For testing our custom RL environment, we will implement a very simple Random Agent algorithm like so:

In [104]:
# Create an instance of the environment
env = AutonomousDrivingEnv()

# Define and set up the RandomAgent
class RandomAgent:
    def __init__(self, action_space):
        self.action_space = action_space

    def act(self, _):
        return self.action_space.sample()

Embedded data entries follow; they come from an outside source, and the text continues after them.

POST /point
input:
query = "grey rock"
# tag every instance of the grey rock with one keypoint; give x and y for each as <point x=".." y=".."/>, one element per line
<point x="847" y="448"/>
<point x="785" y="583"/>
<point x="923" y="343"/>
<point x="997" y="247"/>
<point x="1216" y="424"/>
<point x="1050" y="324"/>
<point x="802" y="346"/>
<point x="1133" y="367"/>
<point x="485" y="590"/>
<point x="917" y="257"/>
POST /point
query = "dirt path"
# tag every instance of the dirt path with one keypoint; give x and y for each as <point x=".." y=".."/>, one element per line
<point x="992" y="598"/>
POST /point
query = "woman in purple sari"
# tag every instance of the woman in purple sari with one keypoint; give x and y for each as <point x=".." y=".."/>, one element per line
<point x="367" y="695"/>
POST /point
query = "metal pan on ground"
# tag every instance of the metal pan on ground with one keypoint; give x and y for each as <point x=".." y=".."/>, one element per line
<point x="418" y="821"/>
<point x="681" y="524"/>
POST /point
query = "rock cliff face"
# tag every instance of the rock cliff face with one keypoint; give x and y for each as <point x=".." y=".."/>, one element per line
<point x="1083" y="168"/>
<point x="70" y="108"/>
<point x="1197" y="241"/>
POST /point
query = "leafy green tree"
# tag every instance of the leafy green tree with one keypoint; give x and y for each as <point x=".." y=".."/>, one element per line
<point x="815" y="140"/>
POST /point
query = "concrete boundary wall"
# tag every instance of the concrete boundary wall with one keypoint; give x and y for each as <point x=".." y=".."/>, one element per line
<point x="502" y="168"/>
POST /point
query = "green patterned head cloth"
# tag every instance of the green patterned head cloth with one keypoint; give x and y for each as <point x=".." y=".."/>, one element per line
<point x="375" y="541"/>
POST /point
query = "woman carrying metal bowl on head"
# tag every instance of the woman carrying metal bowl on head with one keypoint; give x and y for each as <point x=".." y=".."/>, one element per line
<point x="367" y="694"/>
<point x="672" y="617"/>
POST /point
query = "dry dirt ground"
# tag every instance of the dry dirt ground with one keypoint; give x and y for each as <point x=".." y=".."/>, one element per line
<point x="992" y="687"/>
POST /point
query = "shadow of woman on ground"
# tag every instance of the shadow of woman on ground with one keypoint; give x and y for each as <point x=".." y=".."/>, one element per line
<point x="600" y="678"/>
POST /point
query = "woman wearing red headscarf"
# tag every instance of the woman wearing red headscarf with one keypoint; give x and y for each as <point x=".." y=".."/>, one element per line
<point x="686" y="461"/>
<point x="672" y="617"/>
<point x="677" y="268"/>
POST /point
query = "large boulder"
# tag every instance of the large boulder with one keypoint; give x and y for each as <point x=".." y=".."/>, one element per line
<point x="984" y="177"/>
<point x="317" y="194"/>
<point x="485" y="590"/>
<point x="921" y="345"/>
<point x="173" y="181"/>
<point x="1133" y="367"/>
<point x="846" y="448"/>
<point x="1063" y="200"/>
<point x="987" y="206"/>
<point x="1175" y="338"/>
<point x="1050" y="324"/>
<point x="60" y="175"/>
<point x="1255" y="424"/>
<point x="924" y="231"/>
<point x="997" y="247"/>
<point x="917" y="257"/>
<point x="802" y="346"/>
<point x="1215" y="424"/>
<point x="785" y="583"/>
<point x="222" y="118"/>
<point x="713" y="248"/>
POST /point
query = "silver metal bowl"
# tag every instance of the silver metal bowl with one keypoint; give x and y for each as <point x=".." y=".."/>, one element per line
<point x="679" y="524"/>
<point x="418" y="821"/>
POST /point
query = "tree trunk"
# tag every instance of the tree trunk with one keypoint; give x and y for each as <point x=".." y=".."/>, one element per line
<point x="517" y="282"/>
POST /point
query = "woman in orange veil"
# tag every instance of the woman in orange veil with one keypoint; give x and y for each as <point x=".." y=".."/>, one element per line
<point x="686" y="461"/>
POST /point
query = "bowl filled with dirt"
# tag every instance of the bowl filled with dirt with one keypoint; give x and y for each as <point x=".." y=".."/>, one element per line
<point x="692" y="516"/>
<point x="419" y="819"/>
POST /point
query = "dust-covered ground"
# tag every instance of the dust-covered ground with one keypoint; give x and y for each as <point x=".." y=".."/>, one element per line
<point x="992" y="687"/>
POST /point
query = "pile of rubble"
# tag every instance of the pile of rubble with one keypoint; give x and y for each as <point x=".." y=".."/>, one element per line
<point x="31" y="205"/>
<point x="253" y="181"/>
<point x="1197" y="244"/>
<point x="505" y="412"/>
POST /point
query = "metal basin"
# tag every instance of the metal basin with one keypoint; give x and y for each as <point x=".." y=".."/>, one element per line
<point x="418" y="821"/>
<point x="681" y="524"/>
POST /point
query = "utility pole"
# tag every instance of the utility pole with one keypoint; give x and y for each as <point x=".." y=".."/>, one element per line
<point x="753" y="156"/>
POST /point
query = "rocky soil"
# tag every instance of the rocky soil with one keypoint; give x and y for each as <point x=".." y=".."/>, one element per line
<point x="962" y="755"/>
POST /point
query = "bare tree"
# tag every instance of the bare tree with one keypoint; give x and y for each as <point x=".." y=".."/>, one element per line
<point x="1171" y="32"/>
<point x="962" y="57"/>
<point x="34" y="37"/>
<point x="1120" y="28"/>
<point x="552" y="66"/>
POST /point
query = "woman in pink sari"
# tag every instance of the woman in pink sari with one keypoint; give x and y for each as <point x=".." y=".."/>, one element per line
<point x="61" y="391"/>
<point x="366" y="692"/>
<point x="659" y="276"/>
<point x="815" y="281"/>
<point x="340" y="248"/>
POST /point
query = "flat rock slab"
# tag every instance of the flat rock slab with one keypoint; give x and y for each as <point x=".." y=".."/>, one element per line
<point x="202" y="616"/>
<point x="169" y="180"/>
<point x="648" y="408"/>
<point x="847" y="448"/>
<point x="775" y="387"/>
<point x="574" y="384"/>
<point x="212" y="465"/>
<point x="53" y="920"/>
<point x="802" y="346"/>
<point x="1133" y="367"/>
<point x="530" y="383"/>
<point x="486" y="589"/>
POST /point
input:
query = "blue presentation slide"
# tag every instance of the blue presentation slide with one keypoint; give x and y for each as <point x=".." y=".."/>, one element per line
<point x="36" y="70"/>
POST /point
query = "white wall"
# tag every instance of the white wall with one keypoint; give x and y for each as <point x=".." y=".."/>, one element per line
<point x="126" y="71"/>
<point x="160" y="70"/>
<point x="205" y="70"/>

# Initialize the RandomAgent with the environment's action space
agent = RandomAgent(env.action_space)

# Example usage of the environment
obs = env.reset()
for timestep in range(1000):  # Limit the number of timesteps for demonstration
    action = env.action_space.sample()  # Random action for testing
    obs, reward, done, _ = env.step(action)
    
    # Print the information for each time step
    print(f"Time step: {timestep + 1}")
    print(f"State: {obs}")
    print(f"Action taken: {action}")
    print(f"Reward received: {reward}")
    print(f"Episode done: {done}")
    
    if done:
        print("Episode done!")
        break

# Close the environment when done
env.close()

Time step: 1
State: {'vehicle_position': 1.0, 'vehicle_speed': 1.0, 'obstacle_position': -1, 'target_position': 1000.0, 'current_lane': 2, 'obstacle_lane': -1}
Action taken: 2
Reward received: -1
Episode done: False
Time step: 2
State: {'vehicle_position': 2.0, 'vehicle_speed': 1.0, 'obstacle_position': -1, 'target_position': 1000.0, 'current_lane': 1, 'obstacle_lane': -1}
Action taken: 1
Reward received: -1
Episode done: False
Time step: 3
State: {'vehicle_position': 3.0, 'vehicle_speed': 1.0, 'obstacle_position': -1, 'target_position': 1000.0, 'current_lane': 1, 'obstacle_lane': -1}
Action taken: 0
Reward received: -1
Episode done: False
Time step: 4
State: {'vehicle_position': 4.0, 'vehicle_speed': 1.0, 'obstacle_position': 291, 'target_position': 1000.0, 'current_lane': 0, 'obstacle_lane': 1}
Action taken: 1
Reward received: -1
Episode done: False
Time step: 5
State: {'vehicle_position': 5.0, 'vehicle_speed': 1.0, 'obstacle_position': 291, 'target_position': 1000.0, 'current_lane':

For each time step, we can see the state observations, the agent action taken, the rewards received and the status of the episode. With each time step taken, the vehicle is being penalized with a -1 reward. This reward encourages the agent to increase the vehicle speed to reach the target as fast as possible. At the 5th time step, however, we can see the vehicle was penalized heavily with a -100 for being in the same lane as an upcoming obstacle (obstacle lane == vehicle lane && obstacle position > vehicle position). As a response, the agent will move the vehicle into a different lane to avoid the obstacle. This process repeats, until the 128th time step, where it seems our vehicle reaches the target position and is rewarded greatly, completing the episode. The agent is successfully undergoing reinforcement learning in our autonomous driving environment!